Poseedora de la tierra y del aire, de los súbditos nacidos y por nacer, la Mamá era la dueña absoluta de las aguas corrientes y estancadas, de las llovidas y por llover. Y de los caminos vecinales, de los postes del telégrafo, de los años bisiestos. Tenía derecho heredado sobre las vidas y las haciendas de los súbditos de Macondo. Era la matrona más rica y poderosa del mundo. Antes de morir, se irguió sobre sus “nalgas monumentales”, y con dislocada memoria, dictó al notario una extensa lista de su patrimonio invisible. Cunden las anécdotas más extravagantes. Una de ella, el momento de la extremaunción. El padre Antonio Isabel - se narra- tuvo que pedir ayuda para aplicarle los óleos en la palma de las manos. Desde el principio de su agonía, la Mamá Grande tenía los puños cerrados. En el forcejeo, la moribunda “apretó contra su pecho la mano constelada de piedras preciosas, y fijó en las sobrinas su mirada sin color, gritando “¡Salteadoras!”.  

Fue espectacular la concurrencia a los funerales de la gran matriarca de Macondo. Sorprendió la llegada del presidente de la República. Es descrito como un viejo calvo y rechoncho. Decretó nueve días de duelo nacional y le rindió honores póstumos en la categoría de “heroína muerta por la patria en el campo de batalla”. Y también acudió el Sumo Pontífice. Le llega la noticia durante su estancia de verano en Castelgandolfo. Presenció el entierro y vio por primera vez “la fiebre de la vigilia y el tormento de los zancudos”. También acudieron al funeral las reinas nacionales de “todas las cosas habidas y por haber”: “la reina universal, la reina del mango de hilacha, la reina de la auyama verde, la reina del guineo manzano, la reina de la yuca harinosa, la reina de la guayaba perulera, la reina del coco de agua, la reina del fríjol de cabecita negra y la reina de 426 kilómetros de sartales de huevos de iguana”. 

Y no faltaron los veteranos de la guerra del Coronel Aurelio Buendía, personaje clave en Cien años de Soledad. Presidió el desfile el duque de Marlborough. Le solicitaban al presidente de la República, acallado el rencor de la guerra, “las pensiones que les debían hacia sesenta años”. Consciente el Presidente del yugo que ejercía sobre sus súbditos la Mamá Grande, y como heroína muerta por la patria en el campo de batalla, decretó nueve días de duelo nacional. A través de los varios medios de comunicación, radio y televisión, se dirigió a sus compatriotas confiado en que los funerales de la Mama Grande se “constituyeran en un nuevo ejemplo para el mundo”. 

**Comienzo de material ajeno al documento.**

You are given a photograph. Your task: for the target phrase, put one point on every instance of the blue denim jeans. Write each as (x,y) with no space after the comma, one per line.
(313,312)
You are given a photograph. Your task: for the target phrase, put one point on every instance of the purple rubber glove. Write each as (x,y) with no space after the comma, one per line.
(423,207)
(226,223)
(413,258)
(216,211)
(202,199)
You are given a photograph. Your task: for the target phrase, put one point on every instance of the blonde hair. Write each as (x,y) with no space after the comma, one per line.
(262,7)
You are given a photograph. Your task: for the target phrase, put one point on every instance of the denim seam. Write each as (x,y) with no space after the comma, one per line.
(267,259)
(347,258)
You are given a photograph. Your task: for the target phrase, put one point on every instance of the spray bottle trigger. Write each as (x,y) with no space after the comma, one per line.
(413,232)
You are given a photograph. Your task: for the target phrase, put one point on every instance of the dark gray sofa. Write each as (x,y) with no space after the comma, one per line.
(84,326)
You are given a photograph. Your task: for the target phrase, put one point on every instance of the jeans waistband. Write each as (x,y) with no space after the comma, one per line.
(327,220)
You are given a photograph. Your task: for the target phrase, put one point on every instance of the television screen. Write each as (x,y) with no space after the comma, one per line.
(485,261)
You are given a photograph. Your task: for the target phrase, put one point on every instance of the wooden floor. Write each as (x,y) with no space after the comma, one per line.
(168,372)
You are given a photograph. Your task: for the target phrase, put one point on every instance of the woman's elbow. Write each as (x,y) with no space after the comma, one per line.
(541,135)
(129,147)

Ahora podía el Sumo Pontífice subir al Cielo en cuerpo y alma. Ya había cumplido su misión en la tierra. Y el presidente de la República ya podía sentarse a gobernar según su buen criterio. También todas las reinas “de todo lo habido y por haber” podían casarse, ser felices; engendrar y parir muchos hijos. Y las muchedumbres “podían colgar sus toldos según su leal modo de saber y entender en los desmesurados dominios de la Mamá Grande, porque la única que podía oponerse a ello y tenía suficiente poder para hacerlo había empezado a pudrirse bajo una plataforma de plomo”. 

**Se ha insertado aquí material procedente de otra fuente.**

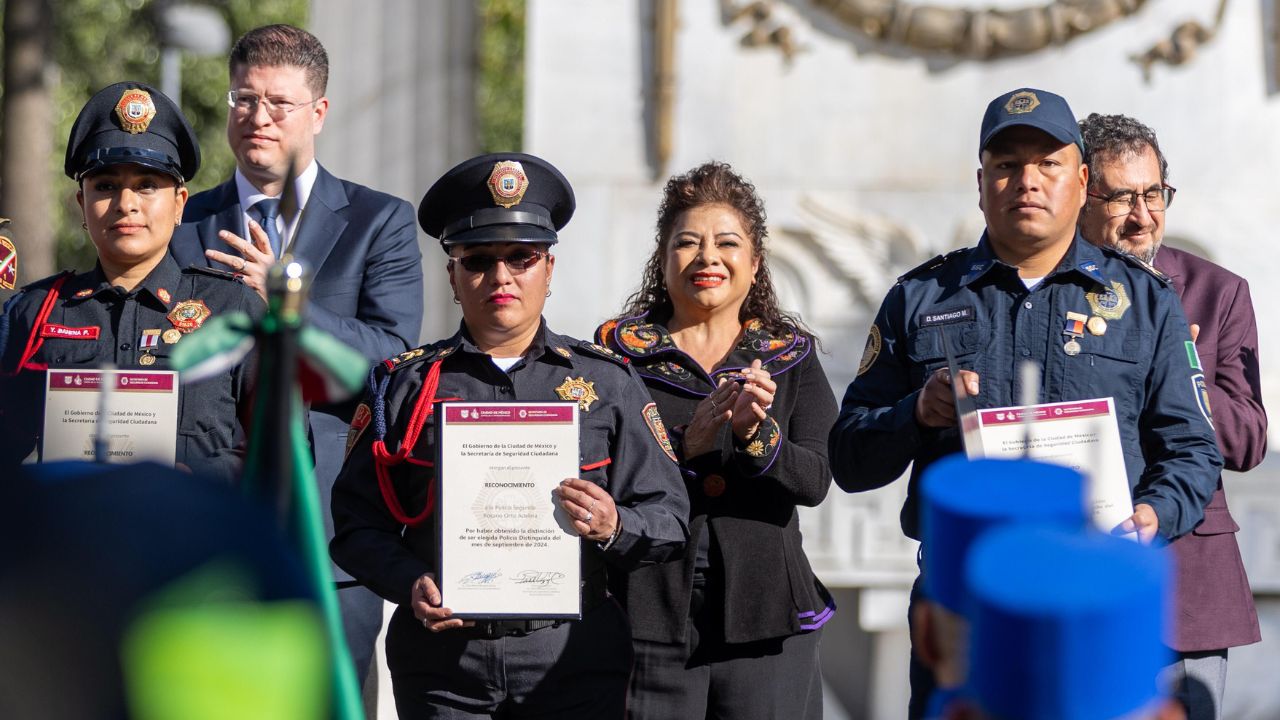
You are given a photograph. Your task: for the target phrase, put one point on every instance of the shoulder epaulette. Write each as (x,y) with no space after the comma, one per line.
(1146,265)
(424,354)
(211,272)
(594,350)
(45,282)
(931,264)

El yugo colonial de la Mamá Grande lo transfirió Gustavo Petro, presidente de Colombia desde 2022, buen lector de su compatriota García Márquez, al yugo del imperio español sobre sus ciudadanos siglos ha. El de la Mamá Grande, su compatriota, en la parabólica ficción de García Márquez, ha sido no menos real entre sus súbditos. Una perpleja alegoría donde los males que provocó el yugo del gobierno de la Mamá Grande aún sigue presente en los dominios de Macondo.